You can’t imagine, I raged at New England and Canada, how terrifying it is to face a possible power outage when you depend on medical equipment to manage your illness.
So today, I am done. I am empty. I’ve got nothing left. My husband is back home, and I don’t even have the energy to sit in a movie theater with him for a couple of hours.
It is really, really hard to be here in this gap. Unless you’re in it-and may you never, ever have to be-you can’t understand it.
So yay me. Yay Atlanta. Yay the South. We totally rocked this. If I have to be snowed in and iced out there’s no one I’d rather do it with, and no place else I’d rather be.
Cheerful Monk says
I agree! Yay, Jenny! I love your posts and I bless you for writing them.
Square Peg Guy says
This blogger from New England does understand. I heard certain DJs make disparaging remarks about Atlanta’s residents’ reactions to the winter storm. They were particularly insensitive and clueless.
Hope you forgive and can let go of it.
Cranky Fibro Girl says
@Cheerful Monk-thank you so much!
@Square Peg Guy-Yes, thanks 🙂 I’m feeling much better here on the other side of things.
Even though Nashville missed it this time, we’ve been through it before. We do not have the infrastructure for this weather. It is so much worse when we have conditions which drain the energy and life out of us. I do mine also reacts horribly to the weather. So you’ve rocked to make it through.
Cranky Fibro Girl says
@Nell-yes, go all of us chronic illness patients. We totally rock!
Fibro Facial Gal says
You really described well how the weather affects you personally-something nobody would be able to wrap their heads around if they weren’t aware. As someone with a laundry list of chronic conditions too, I also take the weather seriously, and know I have to consider factors others just can’t get.
I live in Northern Canada, and extreme weather is our rule, not exception. We can have tornados, blizzards, droughts, floods, extreme wind, blistering cold, and also heatwaves (most people here dont have A/C because we so rarely require it). At times all in the short space of a week or within the same month. We just never know what is going to come at us.
When we saw on the news how bizarre and harsh this winter has been for our neighbors in the States, we were amazed. We know that if you are not used to snow, ice, wind, and their effects, a whole city can shut down and quickly be left in dire straights. It is no small event if you are completely unprepared or unaccustomed to such weather. 6-8 months of our year is blanketed in ice and snow, we carry on because we are prepared and for us it is normal, we have the mechanisms in place to deal with it all with out batting an eye. Without such infrastructure and preparations in place, it is a whole different ballgame, for sure.

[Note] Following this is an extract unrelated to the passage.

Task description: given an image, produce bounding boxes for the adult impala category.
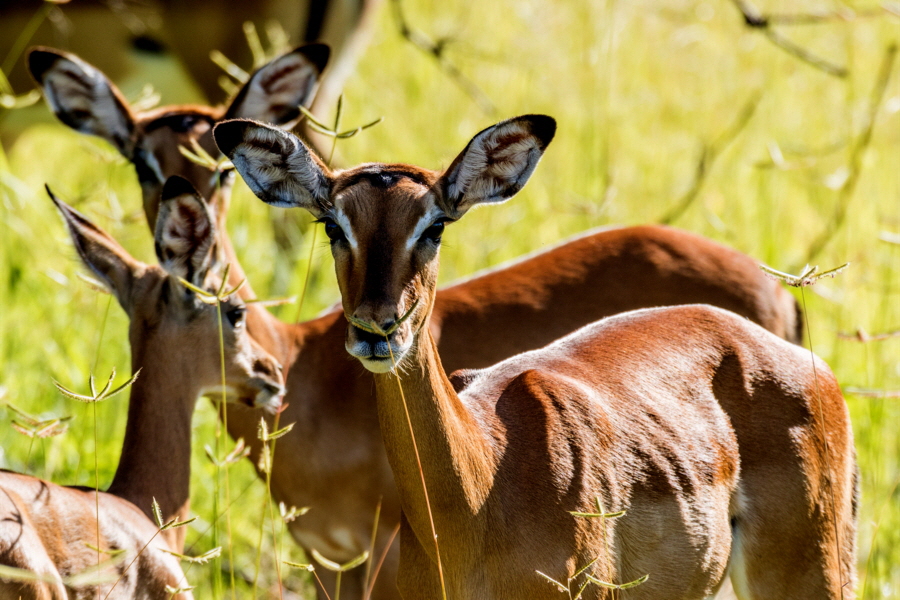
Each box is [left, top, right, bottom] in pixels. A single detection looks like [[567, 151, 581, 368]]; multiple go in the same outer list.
[[28, 44, 330, 298], [0, 180, 284, 600], [35, 50, 798, 599], [215, 121, 797, 598], [216, 115, 856, 600]]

We had a bad tornado season years ago, when my husband was on the road for the summer. I slept according to the weather, and stayed up for days when it all got intense. So stressful to be alone through all that. A few years later, I was very thankful that when our big 30 yr. old tree snapped off and fell in front of house that it fell away from our house. If it had fallen the other way, we would have been crushed, inside our living room at that moment. I don’t think my fella is going to make light of the weather, even what he just thought was a bit of wind could have been unexpectedly tragic.
I have contingency plans, a go-bag, and stocks of water and food in our basement. My husband teases me about in this, but I tell him even if we just need this stuff once it will be all worth it.
Your posting really puts the possible effects of recent weather into perspective, which is unique to your situation. Let the haters minimize and mock. Ignore such ignorance. Those of us with health concerns know better. The simple stuff never is, and we know that it’s called extreme weather for a good reason.
Thanks for your blog, and sharing your perspective. It’s awesome. Keep it comin’.